Tunisie : Tanit pour dorer la pilule ?

«Microphone» sert-il réellement la cause de la jeunesse ou gomme-t-il les aspérités de la réalité pour la rendre plus acceptable ? Les trois films lauréats (courts et longs) de cette édition des JCC paraissent sympathiques, techniquement assez réussis. Mais rien de bien décapant, si ronronnant…

Le Tanit d’or des longs-métrages a été attribué à «Microphone» du jeune réalisateur égyptien Ahmed Abdallah. Un film qui a brillé par sa bande-son, et «la richesse de ses personnages dans une société qui refuse d’octroyer à des jeunes musiciens la place qu’ils revendiquent» dixit le président du jury, le réalisateur haïtien Raoul Peck.

Un film qui prétend donner le mic et la parole à une jeunesse agissante, mais jusqu’ici privée de porte-voix. Pour des JCC marquées par la présence massive des jeunes, qui s’immiscent dans le cercle trop longtemps resté fermé du cinéma. La jeunesse a ainsi profité de l’ouverture qu’offre le court-métrage, pour venir en force dans cette 23ème édition des JCC.

Ainsi, a-t-on octroyé à «Vivre», de Walid Tayaa, le premier Prix de la compétition nationale courts-métrages. Une deuxième récompense pour ce même film, déjà couronné par le Grand Prix du Festival International du Cinéma Méditerranéen de Tétouan. Et, là aussi, il est question de micros, et de voix, que le contremaitre français veut de préférence sirupeuse, puisque c’est celle d’une téléconseillère, dans un centre d’appels. Le Tanit d’or des courts-métrages sera attribué à «Linge sale, de Malik Amara. Un film tunisien «frais, désengagé mais conscient, burlesque mais pittoresque» a relevé un article de Tekiano.

Le point commun de ces trois œuvres ? Elles sont techniquement abouties. On relèvera même l’usage de la caméra à l’épaule pour «Microphone», une pratique préconisée par le très moderne «Dogma», un mouvement lancé dans les années 90 du siècle dernier par le Danois Lars von Trier. Le «Dogme» et ses principes ne sont certes pas toujours suivis à la lettre. Il n’empêche. La tendance semble avoir nettement inspirée Ahmed Abdallah. Au final, les trois œuvres sortent du lot par leur fraîcheur, par leur côté «enlevé». Et si elles ne caressent pas systématiquement dans le sens du poil, elles ne remettent en tout cas pas grand-chose en cause. Mais après tout, le cinéma n’est pas obligatoirement engagé, pas nécessairement le plus désigné pour prendre la défense de la veuve et de l’orphelin, (fût-il jeune).

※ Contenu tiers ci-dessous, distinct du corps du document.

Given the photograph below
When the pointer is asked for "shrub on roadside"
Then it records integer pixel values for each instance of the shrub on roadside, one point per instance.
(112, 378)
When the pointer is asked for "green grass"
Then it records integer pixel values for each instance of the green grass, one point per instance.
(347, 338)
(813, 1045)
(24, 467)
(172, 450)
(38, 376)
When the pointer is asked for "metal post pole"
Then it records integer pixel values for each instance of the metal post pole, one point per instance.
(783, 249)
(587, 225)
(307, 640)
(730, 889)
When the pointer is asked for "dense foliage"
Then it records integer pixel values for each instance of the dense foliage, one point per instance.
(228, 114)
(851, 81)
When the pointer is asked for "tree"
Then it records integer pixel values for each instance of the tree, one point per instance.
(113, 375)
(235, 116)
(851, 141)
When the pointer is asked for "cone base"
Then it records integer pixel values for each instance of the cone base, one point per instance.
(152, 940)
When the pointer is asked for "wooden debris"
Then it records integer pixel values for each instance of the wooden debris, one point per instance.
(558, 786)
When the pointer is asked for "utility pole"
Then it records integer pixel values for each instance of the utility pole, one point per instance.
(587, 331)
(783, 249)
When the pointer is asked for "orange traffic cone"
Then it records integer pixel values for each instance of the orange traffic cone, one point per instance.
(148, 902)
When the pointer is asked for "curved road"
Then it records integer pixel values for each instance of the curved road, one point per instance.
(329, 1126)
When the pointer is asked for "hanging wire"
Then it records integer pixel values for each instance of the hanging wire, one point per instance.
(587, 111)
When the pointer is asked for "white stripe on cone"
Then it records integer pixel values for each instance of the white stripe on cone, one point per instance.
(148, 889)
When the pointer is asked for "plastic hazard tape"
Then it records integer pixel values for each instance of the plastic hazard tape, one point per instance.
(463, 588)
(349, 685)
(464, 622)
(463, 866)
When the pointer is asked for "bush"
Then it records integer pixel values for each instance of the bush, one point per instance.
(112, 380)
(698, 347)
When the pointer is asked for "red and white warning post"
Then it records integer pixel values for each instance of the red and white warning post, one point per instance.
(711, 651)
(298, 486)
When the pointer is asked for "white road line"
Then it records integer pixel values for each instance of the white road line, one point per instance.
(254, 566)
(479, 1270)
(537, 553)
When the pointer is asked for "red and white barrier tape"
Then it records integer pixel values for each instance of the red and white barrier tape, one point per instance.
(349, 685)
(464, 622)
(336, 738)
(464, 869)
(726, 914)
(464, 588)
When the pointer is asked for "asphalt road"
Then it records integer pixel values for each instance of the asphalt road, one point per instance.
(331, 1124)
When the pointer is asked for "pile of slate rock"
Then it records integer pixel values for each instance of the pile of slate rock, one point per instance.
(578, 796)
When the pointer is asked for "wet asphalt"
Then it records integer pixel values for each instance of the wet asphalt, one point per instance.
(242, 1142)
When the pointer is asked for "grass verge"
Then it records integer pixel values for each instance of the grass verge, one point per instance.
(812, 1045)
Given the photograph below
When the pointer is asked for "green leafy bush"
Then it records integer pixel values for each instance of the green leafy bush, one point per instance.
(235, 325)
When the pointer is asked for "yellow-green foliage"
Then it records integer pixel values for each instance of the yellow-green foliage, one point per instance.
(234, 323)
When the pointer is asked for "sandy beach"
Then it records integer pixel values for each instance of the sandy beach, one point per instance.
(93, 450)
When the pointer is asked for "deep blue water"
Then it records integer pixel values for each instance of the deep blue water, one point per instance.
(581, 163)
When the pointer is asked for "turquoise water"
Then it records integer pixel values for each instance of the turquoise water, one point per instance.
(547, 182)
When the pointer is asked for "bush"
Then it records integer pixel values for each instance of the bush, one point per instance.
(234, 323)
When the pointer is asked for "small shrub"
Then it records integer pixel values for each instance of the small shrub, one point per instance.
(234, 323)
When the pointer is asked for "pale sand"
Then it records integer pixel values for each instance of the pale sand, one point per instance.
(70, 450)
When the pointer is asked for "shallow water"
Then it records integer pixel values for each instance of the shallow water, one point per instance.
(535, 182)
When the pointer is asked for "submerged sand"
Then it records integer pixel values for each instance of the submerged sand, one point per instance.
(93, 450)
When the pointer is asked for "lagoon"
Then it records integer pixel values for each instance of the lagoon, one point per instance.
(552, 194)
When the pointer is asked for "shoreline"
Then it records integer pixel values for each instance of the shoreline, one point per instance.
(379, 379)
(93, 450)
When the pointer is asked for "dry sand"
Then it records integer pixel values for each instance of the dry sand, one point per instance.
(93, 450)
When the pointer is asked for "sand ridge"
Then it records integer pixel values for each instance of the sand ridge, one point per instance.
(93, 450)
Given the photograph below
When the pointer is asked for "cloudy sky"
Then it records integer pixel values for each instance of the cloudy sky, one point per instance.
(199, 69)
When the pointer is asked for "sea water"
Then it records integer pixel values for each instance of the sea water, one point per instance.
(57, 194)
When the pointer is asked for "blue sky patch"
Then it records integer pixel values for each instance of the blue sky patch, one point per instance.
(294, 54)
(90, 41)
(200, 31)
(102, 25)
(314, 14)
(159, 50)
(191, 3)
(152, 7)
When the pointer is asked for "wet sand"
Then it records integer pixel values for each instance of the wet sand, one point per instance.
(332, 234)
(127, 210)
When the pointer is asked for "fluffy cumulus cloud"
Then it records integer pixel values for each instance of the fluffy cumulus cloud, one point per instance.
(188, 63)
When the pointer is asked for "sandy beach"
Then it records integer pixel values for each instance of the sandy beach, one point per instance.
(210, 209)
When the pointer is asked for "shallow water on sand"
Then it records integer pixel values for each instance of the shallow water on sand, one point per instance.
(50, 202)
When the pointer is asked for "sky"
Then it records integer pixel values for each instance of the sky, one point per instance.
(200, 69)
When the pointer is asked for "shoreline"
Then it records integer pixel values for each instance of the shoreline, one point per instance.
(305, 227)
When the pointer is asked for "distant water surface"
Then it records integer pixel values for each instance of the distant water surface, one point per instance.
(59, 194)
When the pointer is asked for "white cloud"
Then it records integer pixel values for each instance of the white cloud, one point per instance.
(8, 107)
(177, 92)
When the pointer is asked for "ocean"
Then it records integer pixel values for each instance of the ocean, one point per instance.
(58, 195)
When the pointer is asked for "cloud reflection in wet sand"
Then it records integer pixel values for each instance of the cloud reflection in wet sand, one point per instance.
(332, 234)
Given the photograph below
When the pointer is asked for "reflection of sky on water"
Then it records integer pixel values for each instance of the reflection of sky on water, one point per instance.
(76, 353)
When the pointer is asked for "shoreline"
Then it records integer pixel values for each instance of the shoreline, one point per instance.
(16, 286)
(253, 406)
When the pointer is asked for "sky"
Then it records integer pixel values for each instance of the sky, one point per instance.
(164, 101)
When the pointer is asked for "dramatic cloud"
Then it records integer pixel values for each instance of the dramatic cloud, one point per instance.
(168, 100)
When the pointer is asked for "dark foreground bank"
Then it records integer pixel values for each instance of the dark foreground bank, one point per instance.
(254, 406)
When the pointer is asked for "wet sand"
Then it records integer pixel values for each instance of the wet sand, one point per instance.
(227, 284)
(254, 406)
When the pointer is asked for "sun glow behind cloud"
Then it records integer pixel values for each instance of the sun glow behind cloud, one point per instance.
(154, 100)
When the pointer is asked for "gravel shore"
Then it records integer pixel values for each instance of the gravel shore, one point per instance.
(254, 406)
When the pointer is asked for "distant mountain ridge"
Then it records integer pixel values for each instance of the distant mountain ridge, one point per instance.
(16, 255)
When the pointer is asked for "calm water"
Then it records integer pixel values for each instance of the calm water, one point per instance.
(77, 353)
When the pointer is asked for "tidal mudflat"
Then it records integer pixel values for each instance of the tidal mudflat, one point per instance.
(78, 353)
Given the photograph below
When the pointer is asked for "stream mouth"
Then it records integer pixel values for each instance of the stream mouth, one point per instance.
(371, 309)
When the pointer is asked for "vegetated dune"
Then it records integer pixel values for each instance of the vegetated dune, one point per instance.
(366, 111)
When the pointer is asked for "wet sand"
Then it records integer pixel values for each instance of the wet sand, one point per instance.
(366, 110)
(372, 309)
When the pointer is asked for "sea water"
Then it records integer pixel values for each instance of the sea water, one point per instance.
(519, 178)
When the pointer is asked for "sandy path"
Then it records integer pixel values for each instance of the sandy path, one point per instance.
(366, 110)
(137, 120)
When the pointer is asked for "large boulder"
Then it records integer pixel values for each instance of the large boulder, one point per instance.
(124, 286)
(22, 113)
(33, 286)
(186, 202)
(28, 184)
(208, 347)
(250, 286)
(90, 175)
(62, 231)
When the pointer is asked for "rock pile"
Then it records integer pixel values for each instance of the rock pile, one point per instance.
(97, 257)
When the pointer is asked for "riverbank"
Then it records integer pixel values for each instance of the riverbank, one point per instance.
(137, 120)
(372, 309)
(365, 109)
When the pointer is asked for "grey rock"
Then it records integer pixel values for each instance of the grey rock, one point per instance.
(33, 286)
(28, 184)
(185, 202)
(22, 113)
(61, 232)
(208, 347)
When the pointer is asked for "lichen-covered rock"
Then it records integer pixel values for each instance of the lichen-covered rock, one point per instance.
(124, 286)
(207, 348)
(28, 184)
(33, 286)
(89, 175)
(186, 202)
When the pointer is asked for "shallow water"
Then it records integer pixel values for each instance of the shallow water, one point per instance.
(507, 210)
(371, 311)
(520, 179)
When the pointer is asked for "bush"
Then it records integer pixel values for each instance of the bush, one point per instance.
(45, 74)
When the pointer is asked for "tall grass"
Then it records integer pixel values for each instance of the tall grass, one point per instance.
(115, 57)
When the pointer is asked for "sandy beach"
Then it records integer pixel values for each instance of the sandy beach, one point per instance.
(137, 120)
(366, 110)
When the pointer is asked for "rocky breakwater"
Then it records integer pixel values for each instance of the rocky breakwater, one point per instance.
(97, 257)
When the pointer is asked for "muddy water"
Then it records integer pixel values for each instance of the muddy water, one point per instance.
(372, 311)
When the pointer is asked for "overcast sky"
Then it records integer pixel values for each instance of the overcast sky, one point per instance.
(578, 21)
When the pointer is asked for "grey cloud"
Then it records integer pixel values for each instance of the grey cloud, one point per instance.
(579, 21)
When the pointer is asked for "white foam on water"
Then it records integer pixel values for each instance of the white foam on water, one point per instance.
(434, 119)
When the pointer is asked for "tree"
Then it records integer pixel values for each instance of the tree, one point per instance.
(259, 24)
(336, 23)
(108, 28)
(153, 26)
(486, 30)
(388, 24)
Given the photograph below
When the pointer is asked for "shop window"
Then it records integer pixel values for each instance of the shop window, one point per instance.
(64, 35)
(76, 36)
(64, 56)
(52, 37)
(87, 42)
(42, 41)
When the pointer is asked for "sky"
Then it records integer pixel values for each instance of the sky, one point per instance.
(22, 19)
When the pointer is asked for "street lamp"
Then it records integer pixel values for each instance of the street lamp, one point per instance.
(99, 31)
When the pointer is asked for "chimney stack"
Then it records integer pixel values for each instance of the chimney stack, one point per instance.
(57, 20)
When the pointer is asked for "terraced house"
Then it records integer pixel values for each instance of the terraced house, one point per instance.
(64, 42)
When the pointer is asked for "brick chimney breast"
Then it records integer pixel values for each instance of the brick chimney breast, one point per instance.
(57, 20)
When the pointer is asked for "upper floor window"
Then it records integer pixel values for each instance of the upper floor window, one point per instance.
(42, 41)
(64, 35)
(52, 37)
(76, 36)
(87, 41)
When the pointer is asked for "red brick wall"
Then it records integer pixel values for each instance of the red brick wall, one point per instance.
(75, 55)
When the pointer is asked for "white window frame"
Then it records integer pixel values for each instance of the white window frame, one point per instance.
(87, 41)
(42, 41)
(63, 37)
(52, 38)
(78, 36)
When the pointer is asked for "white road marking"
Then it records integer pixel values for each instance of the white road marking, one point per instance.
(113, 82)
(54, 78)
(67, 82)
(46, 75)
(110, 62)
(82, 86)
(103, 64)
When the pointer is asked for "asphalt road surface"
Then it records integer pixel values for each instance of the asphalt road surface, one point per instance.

A cet égard, Khaled Abou Najja ne s’y trompe pas, quand il déclare, lors d’une émission diffusée par Tunis 7: «des jeunes du Canada se sont reconnus dans les personnages du film. Cette problématique de la prise de parole par les jeunes est partout la même. Le monde est désormais un village aujourd’hui». Vraiment ? Peut-on réellement croire que les problèmes des jeunes Egyptiens sont identiques à ceux des Canadiens, fussent-ils «underground»? Certes les douceurs alexandrines, peuvent permettre de zapper les pharaoniques rigueurs et difficultés Cairotes. Mais tout de même.

Si ce film a fait passer une telle image de la jeunesse arabe en général et égyptienne en particulier, sert-il réellement la cause qu’il est censé servir ou gomme-t-il les aspérités de la réalité pour la rendre plus acceptable ? En clair, cette production ne contribue-t-elle pas à dorer une pilule qui a bien du mal à passer ? C’est peut-être ce que l’on reprochera un tantinet aux trois films lauréats (courts et longs) de cette édition des JCC. Sympathiques, techniquement assez réussis, mais rien de bien décapant, si ronronnant…

Toujours est-il que l’on ne peut refaire le coup de «Making off» made by Nouri Bouzid à toutes les éditions. Reste à espérer que les prix octroyés à ce pimpant cinéma , contribueront à donner un coup de projecteur à tous ces jeunes qui se démènent hors champ, loin des caméras de la télé, et bien loin des micros de nos radios. Tous ces jeunes qui n’ont pas vraiment les moyens de faire leur cinéma.